Recently, Disney and Fox agreed to a merger that would allow the House of Mouse to takeover a significant portion of Twentieth Century Fox's assets, including its movie and television products. The deal could take about a year to go through, but when it does, it will drop the number of major movie studios from six to five, those being Warner Bros., Paramount, Universal, Sony, and Walt Disney Studios. Recently, Sony Pictures Entertainment chairperson Tony Vinciquerra said that he sees the venture between Fox and Disney as the wave of the future for the movie business, and he hopes that Sony is able to get ahead of the curve. Per Vinciquerra,

If we don't grow, we will be somebody's purchase. I didn't take the job to do it for a year and sell the company.

Vincinquerra only recently took over his gig at Sony, spending the time since he was hired last June looking into the studio's priorities. In a Q&A with Soledad O'Brien (via Variety), the chairman revealed that he believes in the coming years the movie studios may shrink from the big six to only three or four in the future. If Sony is to survive that potential merging, it will need to begin thinking outside the box, preparing for a business that "is changing rapidly," according to Tony Vinciquerra. In fact, Sony even tried to get in on the Twentieth Century Fox negotiations, but at the point where the studio entered the fray, Disney and Fox had already started talks.

If Sony's idea is to be a bigger player in the market, the last few months have gotten the studio off to a good start. Jumanji: Welcome to the Jungle is a Sony venture. Made on only a $90 million budget, plus advertising of course, Jumanji has so far pulled in over $700 million dollars worldwide. It is currently the sixth-highest box office intake for a Sony movie of all time, and the film still has a few more weeks in theaters before it is tapped out, so it could bump up even higher on the list. Sony took a big swing with Jumanji, taking a familiar premise like Jumanji and reworking it for a modern audience.

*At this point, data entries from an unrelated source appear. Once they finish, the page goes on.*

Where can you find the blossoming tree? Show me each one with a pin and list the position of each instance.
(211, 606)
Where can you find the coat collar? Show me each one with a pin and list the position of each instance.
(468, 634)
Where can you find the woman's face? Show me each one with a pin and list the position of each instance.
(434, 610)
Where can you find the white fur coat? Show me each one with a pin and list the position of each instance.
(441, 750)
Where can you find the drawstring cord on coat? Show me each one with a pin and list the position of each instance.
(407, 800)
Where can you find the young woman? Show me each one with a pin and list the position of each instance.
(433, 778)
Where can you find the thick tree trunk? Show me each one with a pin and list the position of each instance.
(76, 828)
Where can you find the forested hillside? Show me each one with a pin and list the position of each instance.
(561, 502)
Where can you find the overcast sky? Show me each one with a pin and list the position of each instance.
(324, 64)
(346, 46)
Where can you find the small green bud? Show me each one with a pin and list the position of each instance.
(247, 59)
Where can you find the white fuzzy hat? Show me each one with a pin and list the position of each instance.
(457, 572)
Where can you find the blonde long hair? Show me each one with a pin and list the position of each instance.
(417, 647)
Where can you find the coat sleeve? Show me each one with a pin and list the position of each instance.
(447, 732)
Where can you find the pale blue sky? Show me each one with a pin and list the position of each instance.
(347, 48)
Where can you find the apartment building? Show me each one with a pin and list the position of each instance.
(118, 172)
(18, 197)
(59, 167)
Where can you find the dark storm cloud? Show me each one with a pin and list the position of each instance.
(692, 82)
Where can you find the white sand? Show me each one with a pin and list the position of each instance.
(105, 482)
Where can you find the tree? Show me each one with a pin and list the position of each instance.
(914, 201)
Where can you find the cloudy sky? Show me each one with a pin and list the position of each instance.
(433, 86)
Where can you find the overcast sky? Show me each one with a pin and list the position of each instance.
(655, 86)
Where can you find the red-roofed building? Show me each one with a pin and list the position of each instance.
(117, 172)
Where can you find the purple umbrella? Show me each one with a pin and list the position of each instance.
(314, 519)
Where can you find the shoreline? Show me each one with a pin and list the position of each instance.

As for the Disney and Fox merger, Disney has been planning two streaming services for a while, one geared toward original content and another geared toward sports. Adding Fox's holdings in terms of TV and movies would give Disney a leg up against competition like Netflix and Hulu, and the addition of more sports content that Fox currently has a corner should help the other, sports-oriented streaming service immensely. Sony may not have similar holdings, but it does have the rights to Spider-Man characters on film and some other interesting film properties. Another studio might eventually come calling as a suitor to buy, and it seems like the studio's goal to stay ahead of that curve.